Metastasis is the primary cause of mortality in advanced prostate cancer, and the emergence of resistance to androgen receptor (AR)-targeted therapies highlights the urgent need for alternative therapeutic strategies. Metabolic reprogramming has increasingly been recognized as a key driver of metastatic progression. In this study, we uncover a novel tumor-suppressive role for cereblon (CRBN), a substrate receptor of the CRL4CRBN E3 ubiquitin ligase complex, in modulating prostate cancer metastasis through regulation of 6-phosphogluconate dehydrogenase (6PGD), a critical enzyme in the oxidative pentose phosphate pathway (oxPPP).
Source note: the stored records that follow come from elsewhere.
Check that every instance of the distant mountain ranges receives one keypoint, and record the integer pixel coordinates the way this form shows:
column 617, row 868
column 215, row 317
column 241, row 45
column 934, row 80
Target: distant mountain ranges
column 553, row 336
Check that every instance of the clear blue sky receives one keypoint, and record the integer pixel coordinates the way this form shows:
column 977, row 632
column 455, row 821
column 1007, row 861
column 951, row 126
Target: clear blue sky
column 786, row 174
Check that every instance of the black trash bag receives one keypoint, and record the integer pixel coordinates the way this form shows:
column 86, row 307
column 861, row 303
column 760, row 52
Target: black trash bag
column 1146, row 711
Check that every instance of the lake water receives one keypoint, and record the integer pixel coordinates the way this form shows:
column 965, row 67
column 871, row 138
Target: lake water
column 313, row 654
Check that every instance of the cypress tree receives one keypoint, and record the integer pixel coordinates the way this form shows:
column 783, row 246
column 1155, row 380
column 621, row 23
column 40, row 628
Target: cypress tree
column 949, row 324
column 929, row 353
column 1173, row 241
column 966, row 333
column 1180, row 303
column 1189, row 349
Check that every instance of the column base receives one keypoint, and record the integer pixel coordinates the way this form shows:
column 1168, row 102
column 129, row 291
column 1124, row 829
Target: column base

CRBN directly binds a conserved C-terminal α-helix in 6PGD, promoting its polyubiquitination and proteasomal degradation independently of immunomodulatory drugs (IMiDs). Genetic or pharmacological loss of CRBN via CRISPR/Cas9, RNA interference, or PROTAC-mediated degradation stabilized 6PGD and elevated the NADPH/NADP+ ratio. Conversely, re-expression of wild-type CRBN reduced 6PGD levels, restored NADPH/NADP+ ratio, and suppressed cell migration and invasion. Transcriptomic profiling revealed CRBN-induced upregulation of CDH1 and downregulation of the EMT marker MMP1, while CRBN degradation produced the opposite pattern—both effects were reversed by 6PGD inhibition. These regulatory effects were conserved across multiple cancer cell lines and observed in CRBN-deficient mouse tissues. Functional studies using intra-splenic xenograft models further demonstrated that CRBN suppresses metastatic dissemination. Collectively, our findings identify 6PGD as a novel endogenous substrate of CRBN and establish the CRBN–6PGD axis as a critical metabolic checkpoint in prostate cancer metastasis. Therapeutic targeting of this pathway may offer promising strategies for CRBN-deficient or 6PGD-driven cancers.